Нет, всё же за лесом надсадно билась о колдобины залётная полуторка, будто сонная муха об осеннее стекло. Истошный зуд её вызывал нестерпимую зубную боль. Всё же транспорт здесь иногда появляется. Пока не совсем стемнело, неплохо было бы позаботиться и о себе. Только кого найдёшь в этой безлюдной мёртвой пустоши? Разве что визгливая машина пробьётся сюда по буеракам, не вылезая из вездесущей русской колеи.
Глава 5
В этот занудный взвизг вклинилось что-то новое, звук, похожий на человеческий голос. Звук становился резче, громче, и скоро можно было разобрать слова, которые произносил металлический робот, поскольку звук голоса был по-металлически скрипуч:
…– инфернальный художник, хранитель моих рукописей, собственноручно сжёг их перед смертью. Безумие ли, страх или опьянение алкоголика, или мстительное отчаяние, та присущая погибающим злоба-ненависть к созданному другими, или же просто ад тёмной души руководили им – итог один: вершинные творения, в которых выражены главные фазы единого мифа моей жизни, погибли.
Моя жизнь осталась неоправданной. Моё отречение, самопожертвование во имя самовоплощения моей творческой воли завершилось трагедией и сарказмом. Я достиг, воплотил, – но злость, мстительность, самовлюблённость, зависть, трусость, самолюбие приспособившихся и безразличие пустоцветов не только не захотели спасти, но наоборот захотели уничтожить то, что было создано вдохновением, страданием, любовью, напряжённой мыслью и трудом для них же. Остался пепел – пепел моего дела, пепел того, что уже не принадлежало ни мне, ни им, принадлежало всем – человечеству, человеку, векам…
Скрипучая речь металлического голоса была на удивление противной. Казалось, бездушный робот обвиняет весь окружающий мир в несовершённых бедах, желая тем самым, обелить самого себя. Неужели кто-то из "странников ночи" Даниила Андреева докатился до такой пошлой самовлюблённости?
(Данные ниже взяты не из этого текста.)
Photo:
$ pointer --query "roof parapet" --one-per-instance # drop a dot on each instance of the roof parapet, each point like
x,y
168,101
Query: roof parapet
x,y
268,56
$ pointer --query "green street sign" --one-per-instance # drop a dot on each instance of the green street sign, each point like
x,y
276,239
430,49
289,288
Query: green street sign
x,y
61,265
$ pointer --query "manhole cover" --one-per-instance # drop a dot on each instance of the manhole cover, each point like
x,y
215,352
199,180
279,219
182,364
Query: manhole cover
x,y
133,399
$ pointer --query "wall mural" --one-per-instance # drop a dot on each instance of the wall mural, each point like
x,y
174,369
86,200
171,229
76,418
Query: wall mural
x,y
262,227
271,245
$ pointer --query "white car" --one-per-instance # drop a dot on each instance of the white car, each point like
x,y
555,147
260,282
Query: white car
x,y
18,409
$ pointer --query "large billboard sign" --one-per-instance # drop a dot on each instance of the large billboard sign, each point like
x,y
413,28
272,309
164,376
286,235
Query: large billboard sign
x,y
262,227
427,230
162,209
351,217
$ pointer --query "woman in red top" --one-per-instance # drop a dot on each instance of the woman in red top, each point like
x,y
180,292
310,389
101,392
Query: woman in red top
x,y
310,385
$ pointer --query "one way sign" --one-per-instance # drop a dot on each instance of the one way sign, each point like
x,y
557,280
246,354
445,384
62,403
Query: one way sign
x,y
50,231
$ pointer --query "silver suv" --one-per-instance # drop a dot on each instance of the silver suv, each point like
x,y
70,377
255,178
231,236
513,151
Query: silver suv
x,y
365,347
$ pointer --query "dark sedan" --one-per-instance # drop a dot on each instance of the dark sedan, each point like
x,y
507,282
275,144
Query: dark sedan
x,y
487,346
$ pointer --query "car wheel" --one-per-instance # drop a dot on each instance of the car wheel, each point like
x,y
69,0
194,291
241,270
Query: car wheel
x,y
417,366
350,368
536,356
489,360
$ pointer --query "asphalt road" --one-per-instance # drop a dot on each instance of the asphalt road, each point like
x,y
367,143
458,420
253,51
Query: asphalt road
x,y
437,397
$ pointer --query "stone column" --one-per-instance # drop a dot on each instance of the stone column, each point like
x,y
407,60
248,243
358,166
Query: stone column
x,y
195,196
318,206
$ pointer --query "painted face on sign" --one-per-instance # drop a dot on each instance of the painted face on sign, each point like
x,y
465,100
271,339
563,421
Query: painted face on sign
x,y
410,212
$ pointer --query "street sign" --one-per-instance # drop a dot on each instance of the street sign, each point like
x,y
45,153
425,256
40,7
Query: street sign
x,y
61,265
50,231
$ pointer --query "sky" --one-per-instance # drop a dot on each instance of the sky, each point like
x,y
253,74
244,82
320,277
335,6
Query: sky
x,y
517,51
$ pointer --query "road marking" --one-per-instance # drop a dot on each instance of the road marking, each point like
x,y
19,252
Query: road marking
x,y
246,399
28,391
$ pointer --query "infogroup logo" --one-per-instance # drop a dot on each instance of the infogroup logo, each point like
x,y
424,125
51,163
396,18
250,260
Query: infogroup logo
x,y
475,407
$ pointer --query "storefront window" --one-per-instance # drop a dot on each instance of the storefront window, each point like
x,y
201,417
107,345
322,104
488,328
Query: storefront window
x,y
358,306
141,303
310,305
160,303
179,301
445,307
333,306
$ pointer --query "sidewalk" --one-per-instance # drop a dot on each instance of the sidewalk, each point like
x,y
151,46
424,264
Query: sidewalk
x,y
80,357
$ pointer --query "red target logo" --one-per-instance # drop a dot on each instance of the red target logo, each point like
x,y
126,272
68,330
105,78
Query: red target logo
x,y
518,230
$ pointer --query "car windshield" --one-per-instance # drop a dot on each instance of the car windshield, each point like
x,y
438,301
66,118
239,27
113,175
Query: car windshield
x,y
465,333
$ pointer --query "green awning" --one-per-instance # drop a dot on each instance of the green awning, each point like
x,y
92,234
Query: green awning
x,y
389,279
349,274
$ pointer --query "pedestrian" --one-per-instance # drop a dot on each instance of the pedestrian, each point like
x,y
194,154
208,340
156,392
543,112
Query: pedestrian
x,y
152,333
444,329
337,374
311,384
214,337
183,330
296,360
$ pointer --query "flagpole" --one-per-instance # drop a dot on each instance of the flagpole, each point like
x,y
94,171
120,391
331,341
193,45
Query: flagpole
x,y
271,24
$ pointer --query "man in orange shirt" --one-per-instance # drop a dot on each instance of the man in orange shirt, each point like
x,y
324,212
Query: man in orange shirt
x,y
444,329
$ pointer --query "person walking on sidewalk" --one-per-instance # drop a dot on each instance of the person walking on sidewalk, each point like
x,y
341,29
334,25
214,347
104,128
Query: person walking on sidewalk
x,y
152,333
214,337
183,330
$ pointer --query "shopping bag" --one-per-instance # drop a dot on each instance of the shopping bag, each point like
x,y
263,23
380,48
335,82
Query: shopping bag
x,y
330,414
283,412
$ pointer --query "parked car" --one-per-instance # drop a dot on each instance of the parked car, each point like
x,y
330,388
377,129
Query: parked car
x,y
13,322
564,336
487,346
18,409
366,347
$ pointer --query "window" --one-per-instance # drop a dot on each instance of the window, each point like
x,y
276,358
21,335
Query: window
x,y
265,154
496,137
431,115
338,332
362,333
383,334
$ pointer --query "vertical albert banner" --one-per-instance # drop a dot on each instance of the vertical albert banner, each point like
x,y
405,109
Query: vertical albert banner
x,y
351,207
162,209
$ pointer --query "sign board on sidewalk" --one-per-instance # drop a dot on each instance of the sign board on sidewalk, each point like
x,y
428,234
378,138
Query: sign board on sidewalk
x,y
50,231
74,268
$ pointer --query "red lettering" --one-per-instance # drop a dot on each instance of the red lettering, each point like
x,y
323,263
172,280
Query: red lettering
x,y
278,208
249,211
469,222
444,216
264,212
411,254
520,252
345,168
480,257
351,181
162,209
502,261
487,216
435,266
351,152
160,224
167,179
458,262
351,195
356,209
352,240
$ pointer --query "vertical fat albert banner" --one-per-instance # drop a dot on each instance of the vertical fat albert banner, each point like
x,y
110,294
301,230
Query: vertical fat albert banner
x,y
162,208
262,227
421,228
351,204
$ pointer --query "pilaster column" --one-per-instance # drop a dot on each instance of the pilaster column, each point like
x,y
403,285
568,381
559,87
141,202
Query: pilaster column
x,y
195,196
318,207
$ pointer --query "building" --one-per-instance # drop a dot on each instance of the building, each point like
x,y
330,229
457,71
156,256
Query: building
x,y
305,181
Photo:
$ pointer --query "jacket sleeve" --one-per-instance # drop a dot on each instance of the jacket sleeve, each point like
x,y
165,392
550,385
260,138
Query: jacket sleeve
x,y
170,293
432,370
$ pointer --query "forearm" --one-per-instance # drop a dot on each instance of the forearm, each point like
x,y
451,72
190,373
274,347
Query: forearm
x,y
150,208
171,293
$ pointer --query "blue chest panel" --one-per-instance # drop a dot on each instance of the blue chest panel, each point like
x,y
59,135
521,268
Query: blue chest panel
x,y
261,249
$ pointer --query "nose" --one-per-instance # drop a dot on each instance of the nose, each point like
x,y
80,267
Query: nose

Никита заглянул за кирпичную стену автобусной остановки – именно оттуда доносился голос, – и увидел растение, похожее на огромный подсолнух. Только у этого вместо одной головы на вершине стебля красовалось сразу четыре. Все они, как положено настоящему подсолнуху, были с золотисто-жёлтыми лепестками.
По лимонному пушку на мордах подсолнуха время от времени пробегала едва уловимая рябь. Растение раскачивалось в такт словам, все его четыре морды, обращённые на четыре стороны света, вдруг начинали говорить одновременно. Тогда нельзя уже было понять, о чём собирался поведать подсолнух. Но три морды всё-таки замолкали на какое-то время, и речь снова становилась разборчивой, только ненадолго.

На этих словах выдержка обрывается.